Traduzione di Paragrafo 41, Libro 14 di Tacito

Versione originale in latino


Perculit is dies Pompeium quoque Aelianum, iuvenem quaestorium, tamquam flagitiorum Fabiani gnarum, eique Italia et Hispania, in qua ortus erat, interdictum est. Pari ignominia Valerius Ponticus adficitur, quod reos, ne apud praefectum urbis arguerentur, ad praetorem detulisset, interim specie legum, mox praevaricando ultionem elusurus.
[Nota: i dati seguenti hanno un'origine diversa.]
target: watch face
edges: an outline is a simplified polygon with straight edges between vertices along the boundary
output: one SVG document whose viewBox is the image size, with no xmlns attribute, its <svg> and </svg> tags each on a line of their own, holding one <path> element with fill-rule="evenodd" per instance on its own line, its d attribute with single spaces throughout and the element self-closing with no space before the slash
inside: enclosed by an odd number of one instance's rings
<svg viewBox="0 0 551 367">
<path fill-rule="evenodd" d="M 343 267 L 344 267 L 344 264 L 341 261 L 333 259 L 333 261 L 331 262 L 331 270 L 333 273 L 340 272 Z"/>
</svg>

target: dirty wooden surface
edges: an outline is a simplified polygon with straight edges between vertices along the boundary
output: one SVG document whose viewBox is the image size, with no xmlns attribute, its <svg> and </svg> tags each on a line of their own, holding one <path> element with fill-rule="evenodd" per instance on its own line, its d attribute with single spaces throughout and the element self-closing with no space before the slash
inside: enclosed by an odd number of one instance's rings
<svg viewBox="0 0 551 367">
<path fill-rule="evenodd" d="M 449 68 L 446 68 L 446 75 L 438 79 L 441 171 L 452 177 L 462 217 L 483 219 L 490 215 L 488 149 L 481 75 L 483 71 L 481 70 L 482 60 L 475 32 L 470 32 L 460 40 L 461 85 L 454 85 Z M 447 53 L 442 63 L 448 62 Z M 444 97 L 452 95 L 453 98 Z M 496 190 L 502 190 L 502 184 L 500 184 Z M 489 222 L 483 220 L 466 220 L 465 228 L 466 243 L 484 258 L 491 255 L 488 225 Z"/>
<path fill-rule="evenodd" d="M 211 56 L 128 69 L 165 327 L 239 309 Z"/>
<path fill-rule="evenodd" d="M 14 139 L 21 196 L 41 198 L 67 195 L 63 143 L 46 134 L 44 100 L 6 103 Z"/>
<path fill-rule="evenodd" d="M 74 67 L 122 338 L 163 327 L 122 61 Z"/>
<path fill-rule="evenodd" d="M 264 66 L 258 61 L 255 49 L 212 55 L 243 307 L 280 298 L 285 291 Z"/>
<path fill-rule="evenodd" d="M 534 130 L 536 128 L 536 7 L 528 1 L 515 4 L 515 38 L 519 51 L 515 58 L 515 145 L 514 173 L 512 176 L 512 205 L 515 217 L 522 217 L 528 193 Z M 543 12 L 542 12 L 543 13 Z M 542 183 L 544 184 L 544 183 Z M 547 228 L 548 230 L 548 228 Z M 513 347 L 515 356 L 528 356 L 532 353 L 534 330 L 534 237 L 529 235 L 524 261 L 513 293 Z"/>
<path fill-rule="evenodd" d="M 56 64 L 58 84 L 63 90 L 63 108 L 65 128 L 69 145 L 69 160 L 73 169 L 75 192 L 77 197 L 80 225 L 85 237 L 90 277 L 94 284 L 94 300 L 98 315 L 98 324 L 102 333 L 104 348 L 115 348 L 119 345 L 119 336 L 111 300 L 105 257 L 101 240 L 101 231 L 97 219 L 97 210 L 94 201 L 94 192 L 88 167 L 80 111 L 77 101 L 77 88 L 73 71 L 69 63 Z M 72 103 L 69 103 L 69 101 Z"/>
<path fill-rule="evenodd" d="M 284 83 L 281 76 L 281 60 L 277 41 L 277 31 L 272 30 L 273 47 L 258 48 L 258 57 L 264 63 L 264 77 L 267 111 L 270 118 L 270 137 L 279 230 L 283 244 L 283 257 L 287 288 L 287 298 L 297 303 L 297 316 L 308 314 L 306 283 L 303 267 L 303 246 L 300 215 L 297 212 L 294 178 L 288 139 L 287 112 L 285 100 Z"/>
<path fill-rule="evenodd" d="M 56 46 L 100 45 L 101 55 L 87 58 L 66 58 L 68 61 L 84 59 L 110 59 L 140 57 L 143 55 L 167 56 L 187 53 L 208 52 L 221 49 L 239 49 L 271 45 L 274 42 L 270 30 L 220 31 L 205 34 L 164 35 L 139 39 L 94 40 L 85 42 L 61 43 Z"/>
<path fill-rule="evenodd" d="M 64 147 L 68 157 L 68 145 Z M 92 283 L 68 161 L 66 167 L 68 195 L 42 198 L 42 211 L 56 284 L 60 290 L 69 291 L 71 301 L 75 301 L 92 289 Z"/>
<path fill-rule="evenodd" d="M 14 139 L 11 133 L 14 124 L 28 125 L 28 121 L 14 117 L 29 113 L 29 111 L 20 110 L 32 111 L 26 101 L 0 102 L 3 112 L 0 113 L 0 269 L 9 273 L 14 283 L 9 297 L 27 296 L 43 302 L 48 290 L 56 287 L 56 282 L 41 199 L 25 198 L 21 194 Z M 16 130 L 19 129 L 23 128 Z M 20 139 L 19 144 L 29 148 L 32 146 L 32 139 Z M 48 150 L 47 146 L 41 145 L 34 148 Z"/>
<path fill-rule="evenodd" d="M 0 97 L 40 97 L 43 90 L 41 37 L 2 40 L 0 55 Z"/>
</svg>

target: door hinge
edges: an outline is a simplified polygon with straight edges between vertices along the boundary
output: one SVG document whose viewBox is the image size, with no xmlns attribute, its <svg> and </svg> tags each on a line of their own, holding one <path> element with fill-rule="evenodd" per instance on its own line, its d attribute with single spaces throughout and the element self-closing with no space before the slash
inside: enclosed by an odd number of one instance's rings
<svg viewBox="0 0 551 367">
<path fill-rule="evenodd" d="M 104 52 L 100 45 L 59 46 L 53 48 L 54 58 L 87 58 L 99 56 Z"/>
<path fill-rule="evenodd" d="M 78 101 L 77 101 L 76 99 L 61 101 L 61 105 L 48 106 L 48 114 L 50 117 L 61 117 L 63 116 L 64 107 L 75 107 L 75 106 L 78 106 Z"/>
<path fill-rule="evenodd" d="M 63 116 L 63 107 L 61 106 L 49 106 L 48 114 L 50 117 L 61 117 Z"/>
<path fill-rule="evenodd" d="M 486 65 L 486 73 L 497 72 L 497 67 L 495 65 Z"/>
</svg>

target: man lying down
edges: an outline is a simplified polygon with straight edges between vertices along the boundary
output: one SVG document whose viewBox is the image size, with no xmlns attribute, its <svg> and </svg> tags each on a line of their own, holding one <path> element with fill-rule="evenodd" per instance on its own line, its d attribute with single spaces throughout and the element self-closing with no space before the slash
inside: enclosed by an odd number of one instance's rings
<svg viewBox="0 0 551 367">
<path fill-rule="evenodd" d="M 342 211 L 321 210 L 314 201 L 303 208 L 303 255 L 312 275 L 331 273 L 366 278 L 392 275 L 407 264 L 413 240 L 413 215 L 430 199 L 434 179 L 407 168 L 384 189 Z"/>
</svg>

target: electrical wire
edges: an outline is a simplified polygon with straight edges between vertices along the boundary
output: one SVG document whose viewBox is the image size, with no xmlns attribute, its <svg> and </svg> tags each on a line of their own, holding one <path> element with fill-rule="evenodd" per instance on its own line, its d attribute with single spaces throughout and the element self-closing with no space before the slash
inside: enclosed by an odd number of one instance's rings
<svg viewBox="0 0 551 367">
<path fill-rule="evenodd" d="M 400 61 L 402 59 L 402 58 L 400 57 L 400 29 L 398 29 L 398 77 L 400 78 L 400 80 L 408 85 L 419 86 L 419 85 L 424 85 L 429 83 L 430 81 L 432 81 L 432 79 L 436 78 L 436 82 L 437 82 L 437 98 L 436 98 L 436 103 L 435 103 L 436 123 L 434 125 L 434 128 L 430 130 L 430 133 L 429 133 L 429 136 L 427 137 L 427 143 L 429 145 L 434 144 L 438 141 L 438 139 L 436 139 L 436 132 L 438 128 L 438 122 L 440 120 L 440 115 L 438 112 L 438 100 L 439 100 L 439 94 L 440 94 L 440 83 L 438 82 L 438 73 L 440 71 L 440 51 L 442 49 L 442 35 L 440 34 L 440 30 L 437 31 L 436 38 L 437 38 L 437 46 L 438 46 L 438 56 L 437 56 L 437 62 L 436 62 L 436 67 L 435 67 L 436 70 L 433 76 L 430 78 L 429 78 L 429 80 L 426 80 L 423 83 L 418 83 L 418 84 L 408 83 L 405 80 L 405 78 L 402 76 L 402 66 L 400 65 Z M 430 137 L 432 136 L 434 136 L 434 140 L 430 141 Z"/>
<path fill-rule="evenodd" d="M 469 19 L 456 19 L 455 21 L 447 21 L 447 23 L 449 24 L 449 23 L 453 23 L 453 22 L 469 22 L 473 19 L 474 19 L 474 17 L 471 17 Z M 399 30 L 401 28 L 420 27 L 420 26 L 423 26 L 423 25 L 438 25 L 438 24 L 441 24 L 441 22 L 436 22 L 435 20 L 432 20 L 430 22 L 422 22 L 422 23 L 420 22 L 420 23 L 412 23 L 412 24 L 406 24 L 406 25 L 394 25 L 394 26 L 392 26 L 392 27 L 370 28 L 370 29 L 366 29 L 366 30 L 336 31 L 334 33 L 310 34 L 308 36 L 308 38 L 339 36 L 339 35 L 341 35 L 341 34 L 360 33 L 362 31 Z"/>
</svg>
Additur senatus consulto, qui talem operam emptitasset vendidissetve, perinde poena teneretur ac publico iudicio calumniae condemnatus.

Traduzione all'italiano


Quel giorno vide la condanna anche di Pompeo Eliano, un giovane ex questore ritenuto complice dell'imbroglio perpetrato da Fabiano; e fu bandito dall'Italia e dalla Spagna, dove era nato. La stessa pena infamante tocca a Valerio Pontico, per aver denunciato gli imputati davanti al pretore, onde evitarne il deferimento al prefetto della città: il suo proposito era di dare, al momento, una parvenza di legalità, per poi riuscire a evitar loro, mediante violazioni, la condanna. Seguì poi un decreto del senato, in base al quale, chi avesse offerto o ricevuto denaro per tali manovre, sarebbe incorso nella stessa pena di chi, in pubblico giudizio, venisse condannato per calunnia.